Das Unit 42-Team von Palo Alto Networks hat eine neue Jailbreaking-Technik namens Deceptive Delight entdeckt. Wie der Cybersicherheitsspezialist mitteilt, lassen sich damit die Sicherheitsvorkehrungen von acht hochmodernen LLMs (Large Language Models) umgehen, um schädliche Inhalte zu generieren. Demnach bettet der Ansatz schädliche Themen in harmlose Erzählungen ein.
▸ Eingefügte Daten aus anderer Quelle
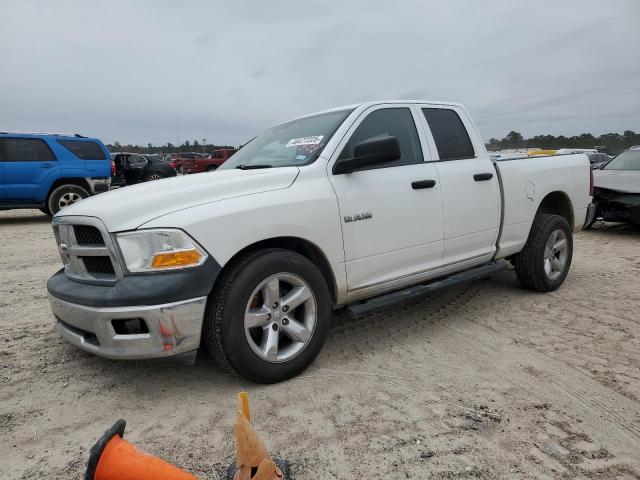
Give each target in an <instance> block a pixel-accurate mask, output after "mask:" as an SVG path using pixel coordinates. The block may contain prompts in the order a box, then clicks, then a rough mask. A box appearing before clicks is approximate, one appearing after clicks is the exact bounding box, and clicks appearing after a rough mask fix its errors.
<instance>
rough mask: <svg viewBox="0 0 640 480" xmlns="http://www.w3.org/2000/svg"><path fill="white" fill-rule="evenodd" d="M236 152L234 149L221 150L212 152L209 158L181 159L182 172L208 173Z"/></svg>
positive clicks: (225, 149)
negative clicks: (202, 172) (181, 161)
mask: <svg viewBox="0 0 640 480" xmlns="http://www.w3.org/2000/svg"><path fill="white" fill-rule="evenodd" d="M237 151H238V150H237V149H235V148H221V149H220V150H214V151H213V153H212V154H211V155H210V156H209V157H204V158H202V157H200V158H198V157H196V158H191V159H186V158H185V159H182V163H181V166H182V170H183V172H184V173H201V172H210V171H212V170H215V169H216V168H218V167H219V166H220V165H222V164H223V163H224V162H226V161H227V160H228V159H229V157H231V155H233V154H234V153H236V152H237Z"/></svg>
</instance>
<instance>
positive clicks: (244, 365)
mask: <svg viewBox="0 0 640 480" xmlns="http://www.w3.org/2000/svg"><path fill="white" fill-rule="evenodd" d="M590 180H591V168H590V166H589V162H588V160H587V158H586V156H585V155H565V156H562V157H541V158H523V159H518V160H503V161H495V162H494V161H492V160H491V159H490V158H489V155H488V153H487V151H486V149H485V147H484V142H483V141H482V139H481V138H480V137H479V136H478V133H477V129H476V127H475V126H474V124H473V123H472V121H471V118H470V117H469V114H468V113H467V111H466V110H465V109H464V108H463V107H462V106H461V105H458V104H451V103H442V102H409V101H396V102H367V103H362V104H360V105H352V106H346V107H340V108H336V109H332V110H329V111H324V112H320V113H317V114H315V115H308V116H305V117H301V118H298V119H295V120H291V121H288V122H286V123H284V124H281V125H278V126H276V127H273V128H271V129H269V130H267V131H266V132H264V133H263V134H261V135H259V136H257V137H256V138H255V139H254V140H253V141H251V142H250V143H249V144H247V145H245V146H244V147H243V148H242V149H241V150H239V151H238V153H236V154H235V155H234V156H233V157H232V158H231V159H230V160H228V161H227V162H226V163H224V164H223V165H222V166H221V167H220V169H219V170H218V172H216V174H215V175H185V176H181V177H177V178H173V179H169V180H166V181H163V182H162V187H161V188H157V187H156V186H154V185H152V184H147V185H140V186H139V187H138V188H129V189H127V188H125V189H122V191H116V192H111V193H110V194H109V197H108V198H102V199H101V198H100V197H97V198H92V199H89V200H86V201H84V202H81V203H79V204H77V205H74V206H72V207H70V209H69V210H68V211H63V212H61V213H60V214H58V215H56V217H55V218H54V219H53V228H54V232H55V235H56V240H57V242H58V245H60V244H61V242H62V243H64V242H66V239H68V238H72V239H73V238H74V233H75V232H78V231H80V232H87V231H90V232H91V235H92V238H98V239H100V243H99V244H97V245H91V246H84V247H83V248H82V249H75V248H73V246H74V245H73V244H71V245H69V247H70V248H68V250H67V251H65V250H63V249H60V252H61V259H62V262H63V263H64V264H65V266H66V267H65V268H63V269H61V270H59V271H58V272H57V273H55V274H54V275H53V276H52V277H51V278H50V279H49V282H48V284H47V289H48V292H49V299H50V301H51V307H52V309H53V313H54V315H53V316H52V317H53V321H54V322H55V325H56V328H57V330H58V331H59V332H60V334H61V335H62V336H63V337H64V338H65V339H66V340H68V341H69V342H71V343H73V344H74V345H77V346H78V347H79V348H82V349H84V350H86V351H89V352H92V353H94V354H97V355H102V356H104V357H107V358H121V359H141V358H153V357H166V356H170V355H178V354H189V355H190V356H191V358H195V357H194V355H195V352H196V350H197V349H198V348H199V347H200V345H201V344H205V345H206V346H207V347H208V348H209V349H210V351H211V353H212V354H213V356H214V358H215V359H216V360H217V361H218V363H219V365H221V366H222V367H224V368H228V369H234V370H235V371H237V372H238V373H240V374H241V375H243V376H245V377H246V378H248V379H250V380H252V381H257V382H265V383H271V382H277V381H281V380H284V379H287V378H290V377H292V376H294V375H297V374H298V373H300V372H301V371H302V370H304V369H305V368H306V367H307V366H308V365H309V364H310V363H311V362H312V361H313V360H314V358H315V357H316V355H318V353H319V352H320V350H321V348H322V345H323V344H324V342H325V340H326V338H327V335H328V333H329V324H330V320H331V310H332V309H337V308H340V307H344V308H345V309H346V311H347V312H348V313H349V314H351V315H354V316H363V315H368V314H369V313H371V312H373V311H375V310H380V309H383V308H387V309H388V308H402V307H401V306H400V303H401V302H402V301H404V300H406V299H408V298H415V297H416V296H419V295H424V294H426V293H430V292H432V291H434V290H436V289H438V288H443V287H445V286H452V285H457V284H459V283H461V282H463V281H470V280H475V279H478V278H480V277H483V276H486V275H489V274H491V273H496V272H499V271H504V270H506V269H507V268H508V267H509V263H507V261H506V260H508V261H510V262H511V264H512V265H513V266H514V269H515V273H516V275H517V278H518V280H519V282H520V284H521V285H522V286H523V287H524V288H528V289H531V290H537V291H541V292H549V291H553V290H555V289H557V288H558V287H559V286H560V285H562V283H563V282H564V280H565V278H566V276H567V273H568V272H569V268H570V265H571V258H572V253H573V237H572V235H573V232H575V231H578V230H580V229H581V228H582V226H583V225H584V223H585V220H586V219H587V217H588V216H589V215H590V214H591V212H592V208H590V202H591V193H590V185H591V181H590ZM105 197H106V196H105ZM94 236H95V237H94ZM76 240H78V239H77V237H76ZM84 267H88V268H84ZM561 295H562V294H558V296H561ZM554 298H555V297H554ZM114 307H117V308H114ZM426 308H428V306H427V307H426Z"/></svg>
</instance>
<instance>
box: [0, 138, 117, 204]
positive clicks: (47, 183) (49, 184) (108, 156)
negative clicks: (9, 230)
mask: <svg viewBox="0 0 640 480" xmlns="http://www.w3.org/2000/svg"><path fill="white" fill-rule="evenodd" d="M110 185H111V157H110V156H109V152H108V151H107V149H106V148H105V146H104V145H103V144H102V142H101V141H100V140H97V139H95V138H86V137H83V136H80V135H58V134H41V133H8V132H0V210H9V209H13V208H39V209H40V210H42V211H43V212H44V213H47V214H49V215H54V214H55V213H56V212H58V211H59V210H60V209H61V208H64V207H66V206H67V205H71V204H72V203H75V202H77V201H78V200H81V199H83V198H86V197H88V196H90V195H93V194H96V193H100V192H106V191H107V190H109V186H110Z"/></svg>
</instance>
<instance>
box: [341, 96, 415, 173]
mask: <svg viewBox="0 0 640 480" xmlns="http://www.w3.org/2000/svg"><path fill="white" fill-rule="evenodd" d="M385 136H392V137H396V138H397V139H398V143H399V144H400V152H401V154H402V155H401V157H400V158H399V159H398V160H394V161H392V162H386V163H382V164H379V165H375V166H372V167H369V168H367V169H365V170H371V169H376V168H388V167H398V166H401V165H412V164H416V163H422V162H423V156H422V147H421V146H420V139H419V137H418V131H417V130H416V125H415V122H414V121H413V115H412V114H411V110H410V109H409V108H407V107H397V108H396V107H391V108H381V109H379V110H374V111H373V112H371V113H370V114H368V115H367V117H366V118H365V119H364V120H363V121H362V122H361V123H360V125H358V127H357V128H356V129H355V131H354V132H353V134H352V135H351V138H349V141H348V142H347V144H346V145H345V146H344V148H343V149H342V152H341V153H340V157H339V159H346V158H351V157H353V148H354V147H355V146H356V145H357V144H358V143H360V142H363V141H365V140H369V139H372V138H375V137H385Z"/></svg>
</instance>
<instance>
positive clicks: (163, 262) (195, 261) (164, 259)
mask: <svg viewBox="0 0 640 480" xmlns="http://www.w3.org/2000/svg"><path fill="white" fill-rule="evenodd" d="M201 258H202V254H201V253H200V252H199V251H197V250H195V249H194V250H180V251H177V252H162V253H156V254H155V255H154V256H153V261H152V262H151V267H152V268H171V267H174V268H175V267H189V266H192V265H197V264H198V262H200V259H201Z"/></svg>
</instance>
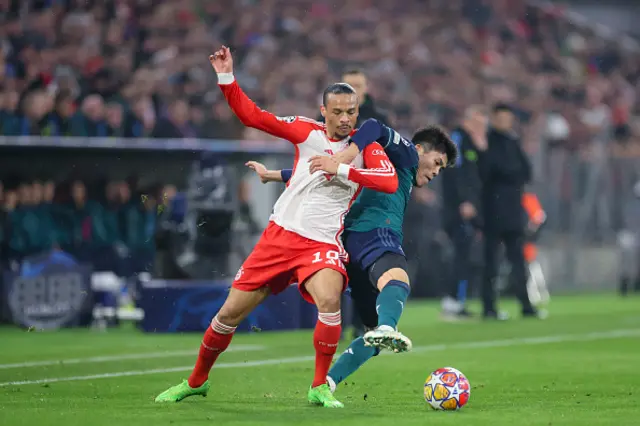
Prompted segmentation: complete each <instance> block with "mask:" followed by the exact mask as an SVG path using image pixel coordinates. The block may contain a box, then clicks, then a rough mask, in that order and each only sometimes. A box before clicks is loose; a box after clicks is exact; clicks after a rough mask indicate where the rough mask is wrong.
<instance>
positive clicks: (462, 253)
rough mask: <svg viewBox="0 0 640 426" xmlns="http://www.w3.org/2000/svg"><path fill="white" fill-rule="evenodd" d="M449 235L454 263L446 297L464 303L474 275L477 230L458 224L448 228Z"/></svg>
mask: <svg viewBox="0 0 640 426" xmlns="http://www.w3.org/2000/svg"><path fill="white" fill-rule="evenodd" d="M447 234H448V235H449V239H450V240H451V243H452V244H453V261H452V262H451V273H450V274H449V279H448V281H447V286H446V291H445V295H446V296H449V297H451V298H453V299H456V300H457V301H459V302H462V303H464V302H465V301H466V299H467V295H468V289H469V285H470V282H471V278H472V274H473V264H472V256H471V249H472V247H473V244H474V238H475V229H474V228H473V226H472V225H471V224H469V223H465V222H458V223H456V224H453V225H451V226H449V227H448V228H447Z"/></svg>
Dadurch werden die LLMs dazu verleitet, schädliche Inhalte zu generieren, während sie sich auf scheinbar unkritische Details fokussieren.

Die Technik erzielt in Tests mit Open-Source- und proprietären KI-Modellen eine Erfolgsquote von 65 Prozent. Dies übertrifft deutlich die Erfolgsquote von 5,8 Prozent, die bei direkten Angriffen ohne Jailbreaking-Techniken erzielt wird.

Die Untersuchung zeigt erhebliche Schwachstellen in den KI-Systemen und verdeutlicht nach Ansicht der Experten, wie dringend erforderlich verbesserte Sicherheitsmaßnahmen sind, um den Missbrauch von Generativer KI (Gen AI) zu verhindern.

Palo Alto Networks hat seine Erkenntnisse mit der Cyber Threat Alliance (CTA) geteilt. CTA-Mitglieder nutzen diese, um entsprechende Schutzmaßnahmen schnellstmöglich zu implementieren und Bedrohungsakteure systematisch in ihren Vorhaben zu stören.